Writing of himself in the third person in a 2005 draft of a proposed memoir that occupied him late in life, Mr. Newman said this of his near-death experience:
"In 2000 he died. . . . He stood up at his desk in the Inquirer at the usual 7 p.m. departure time and remembered nothing until awakening at the nearest hospital, a victim of a sudden and - in this case - usually fatal heart attack. His survival was only because of the availability of a defibrillator installed in the office maybe two weeks earlier and the quick action of two people only recently trained on its use."
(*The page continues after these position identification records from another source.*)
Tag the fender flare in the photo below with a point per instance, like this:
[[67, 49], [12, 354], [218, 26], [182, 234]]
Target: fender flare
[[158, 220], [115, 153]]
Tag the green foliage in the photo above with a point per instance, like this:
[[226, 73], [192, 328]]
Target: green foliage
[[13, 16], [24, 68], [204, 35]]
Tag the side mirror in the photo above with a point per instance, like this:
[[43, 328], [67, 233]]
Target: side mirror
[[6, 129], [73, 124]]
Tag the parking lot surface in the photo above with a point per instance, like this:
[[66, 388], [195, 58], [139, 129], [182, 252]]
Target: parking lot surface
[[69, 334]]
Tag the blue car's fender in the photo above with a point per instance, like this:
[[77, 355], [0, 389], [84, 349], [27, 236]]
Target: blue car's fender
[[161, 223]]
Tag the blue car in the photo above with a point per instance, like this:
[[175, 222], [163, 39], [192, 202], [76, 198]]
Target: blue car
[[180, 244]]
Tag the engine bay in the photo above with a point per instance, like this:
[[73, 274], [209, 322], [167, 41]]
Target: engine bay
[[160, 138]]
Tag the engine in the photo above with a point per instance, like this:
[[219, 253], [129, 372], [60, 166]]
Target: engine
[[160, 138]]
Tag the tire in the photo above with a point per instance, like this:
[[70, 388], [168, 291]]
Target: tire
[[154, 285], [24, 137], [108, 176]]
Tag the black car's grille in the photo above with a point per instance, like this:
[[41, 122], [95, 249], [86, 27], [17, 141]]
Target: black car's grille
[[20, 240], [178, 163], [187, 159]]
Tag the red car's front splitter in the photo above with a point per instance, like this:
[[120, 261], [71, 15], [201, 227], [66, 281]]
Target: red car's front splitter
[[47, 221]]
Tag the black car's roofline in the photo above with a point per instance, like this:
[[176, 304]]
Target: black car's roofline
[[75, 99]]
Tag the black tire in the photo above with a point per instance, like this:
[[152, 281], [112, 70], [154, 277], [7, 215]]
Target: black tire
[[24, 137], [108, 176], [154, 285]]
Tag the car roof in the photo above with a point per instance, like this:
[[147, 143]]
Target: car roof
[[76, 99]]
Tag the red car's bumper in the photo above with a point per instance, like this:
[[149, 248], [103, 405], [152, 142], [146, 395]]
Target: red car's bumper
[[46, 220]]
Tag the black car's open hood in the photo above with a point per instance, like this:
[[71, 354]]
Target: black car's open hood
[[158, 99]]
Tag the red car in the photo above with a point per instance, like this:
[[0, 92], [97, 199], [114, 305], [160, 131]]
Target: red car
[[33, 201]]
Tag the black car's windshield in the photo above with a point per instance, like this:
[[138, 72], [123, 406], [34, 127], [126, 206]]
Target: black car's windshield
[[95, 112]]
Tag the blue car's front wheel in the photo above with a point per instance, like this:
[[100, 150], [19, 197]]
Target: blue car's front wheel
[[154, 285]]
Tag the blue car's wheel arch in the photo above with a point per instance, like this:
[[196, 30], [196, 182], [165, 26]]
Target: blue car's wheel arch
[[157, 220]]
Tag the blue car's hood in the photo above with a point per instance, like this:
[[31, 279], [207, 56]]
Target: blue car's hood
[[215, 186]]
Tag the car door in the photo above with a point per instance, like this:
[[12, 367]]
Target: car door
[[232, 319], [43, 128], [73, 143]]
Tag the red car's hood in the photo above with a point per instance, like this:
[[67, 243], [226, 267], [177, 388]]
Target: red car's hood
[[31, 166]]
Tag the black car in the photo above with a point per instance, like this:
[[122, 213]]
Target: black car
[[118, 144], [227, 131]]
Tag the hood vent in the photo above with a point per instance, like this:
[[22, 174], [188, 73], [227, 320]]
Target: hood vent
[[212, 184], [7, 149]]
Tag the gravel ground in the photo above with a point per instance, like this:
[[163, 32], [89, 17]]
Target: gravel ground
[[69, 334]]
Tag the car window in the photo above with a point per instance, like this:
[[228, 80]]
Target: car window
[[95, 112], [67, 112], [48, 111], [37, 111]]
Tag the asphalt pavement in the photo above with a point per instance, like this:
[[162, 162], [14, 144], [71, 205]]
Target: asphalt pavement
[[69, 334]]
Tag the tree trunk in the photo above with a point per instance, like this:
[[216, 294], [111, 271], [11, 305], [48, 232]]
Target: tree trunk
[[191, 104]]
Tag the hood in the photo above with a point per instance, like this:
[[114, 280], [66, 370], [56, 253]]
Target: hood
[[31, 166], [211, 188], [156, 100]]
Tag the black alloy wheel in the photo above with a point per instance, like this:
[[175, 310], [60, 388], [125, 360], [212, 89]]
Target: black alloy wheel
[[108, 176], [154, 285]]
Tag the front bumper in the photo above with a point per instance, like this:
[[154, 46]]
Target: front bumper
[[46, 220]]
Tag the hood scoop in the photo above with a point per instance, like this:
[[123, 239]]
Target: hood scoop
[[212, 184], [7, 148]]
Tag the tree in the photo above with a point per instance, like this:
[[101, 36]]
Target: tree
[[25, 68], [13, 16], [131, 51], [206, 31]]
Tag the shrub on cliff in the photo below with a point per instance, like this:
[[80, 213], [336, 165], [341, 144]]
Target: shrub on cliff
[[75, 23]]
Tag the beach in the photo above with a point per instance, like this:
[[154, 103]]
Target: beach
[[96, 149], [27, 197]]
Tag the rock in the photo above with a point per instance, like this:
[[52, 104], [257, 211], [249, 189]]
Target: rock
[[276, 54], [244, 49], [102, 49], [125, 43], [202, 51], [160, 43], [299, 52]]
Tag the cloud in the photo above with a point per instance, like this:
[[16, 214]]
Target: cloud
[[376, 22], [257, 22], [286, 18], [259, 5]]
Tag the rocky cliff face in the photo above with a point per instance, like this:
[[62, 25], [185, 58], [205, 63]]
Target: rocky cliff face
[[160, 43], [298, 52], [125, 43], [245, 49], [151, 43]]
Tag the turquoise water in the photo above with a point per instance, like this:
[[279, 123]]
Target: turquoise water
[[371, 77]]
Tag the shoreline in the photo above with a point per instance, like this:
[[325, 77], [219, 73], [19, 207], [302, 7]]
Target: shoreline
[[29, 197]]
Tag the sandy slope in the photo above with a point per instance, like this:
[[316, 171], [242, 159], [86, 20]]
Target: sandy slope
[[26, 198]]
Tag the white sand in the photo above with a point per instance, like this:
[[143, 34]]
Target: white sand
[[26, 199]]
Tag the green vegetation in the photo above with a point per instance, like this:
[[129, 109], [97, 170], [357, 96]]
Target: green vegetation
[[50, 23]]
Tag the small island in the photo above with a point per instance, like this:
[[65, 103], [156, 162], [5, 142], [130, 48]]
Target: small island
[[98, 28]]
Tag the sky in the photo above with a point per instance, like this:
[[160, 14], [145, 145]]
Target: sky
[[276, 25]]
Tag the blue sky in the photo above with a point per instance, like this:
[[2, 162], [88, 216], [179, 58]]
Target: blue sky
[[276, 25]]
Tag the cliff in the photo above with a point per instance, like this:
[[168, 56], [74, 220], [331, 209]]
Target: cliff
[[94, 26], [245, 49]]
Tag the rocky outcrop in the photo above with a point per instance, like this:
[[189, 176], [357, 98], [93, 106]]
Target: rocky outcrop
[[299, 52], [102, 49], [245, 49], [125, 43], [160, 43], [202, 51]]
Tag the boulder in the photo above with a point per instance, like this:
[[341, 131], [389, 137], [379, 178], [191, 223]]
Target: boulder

The experience might have mellowed Mr. Newman. Opinionated and caustic, for years following a divorce from his first wife he was estranged from his oldest son, Scott, now the head of strategy for Bloomberg News' content syndication division. But in the last year, according to Scott, the father had reconciled with the son.
"Call it the biggest comeback since Lazarus," said Scott Newman, 48. "He wouldn't talk to me for 20 years. But something went off. He came to my daughter's high school graduation, always asked about how she was doing. We went to Phil Jasner's funeral together. We talked four or five times a week, with him mentioning just how proud he was of what I've achieved. . . . I pass this story on simply because I want people to know there's hope for everyone. I give my Dad the utmost respect and credit. He changed before he climbed into the box. Most don't."
He is survived by his wife, Nancy; daughter Allyson; sons Scott and Brett; step-daughters Michelle and Karen, and eight grandchildren. His first wife, Arlene Hoffman, died in 2007. A viewing is scheduled for Monday starting at 10:30 a.m. at Kish Funeral Home, 1998 Sproul Road, Broomall. Pa. A service is scheduled to follow at 12:30 p.m.